今回の研究は、五重項状態の量子コヒーレンスを観測可能なほど長時間維持するためには分子の運動を抑制的にすることが重要であることを明らかにし、五重項状態を量子ビットとして用いるための設計指針を示すものだ。

「この結果は、複数の量子ゲート制御に基づく室温分子量子コンピューティングや、さまざまな標的化合物の量子センシングへの扉を開くものです」と楊井氏は述べている。


論文

参考文献

研究の要旨

一重項核分裂は、交換結合した五重項三重項対状態5TTを生成することができ、室温でももつれた多重量子ビットを用いた量子コンピュータや量子センシングの実現につながる可能性がある。

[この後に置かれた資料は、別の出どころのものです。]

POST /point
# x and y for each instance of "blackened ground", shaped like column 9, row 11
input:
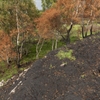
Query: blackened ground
column 53, row 79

しかし、5TTの量子コヒーレンスの観測は極低温に限られており、どのような材料設計をすれば室温での量子コヒーレンスを実現できるかが根本的な問題であった。今回我々は、発色団を集積化した有機金属骨格における一重項核分裂由来の5TTの量子コヒーレンスが、室温で100ナノ秒以上であることを示した。有機金属骨格内の秩序領域における発色団の運動が抑制されることで、5TT生成に必要な交換相互作用の揺らぎが十分に生じるが、同時に5TTの深刻なデコヒーレンスは生じない。さらに、量子ビートの位相と振幅が分子の運動に依存することから、多重量子ゲート制御に基づく室温分子量子コンピューティングへの道が開かれた。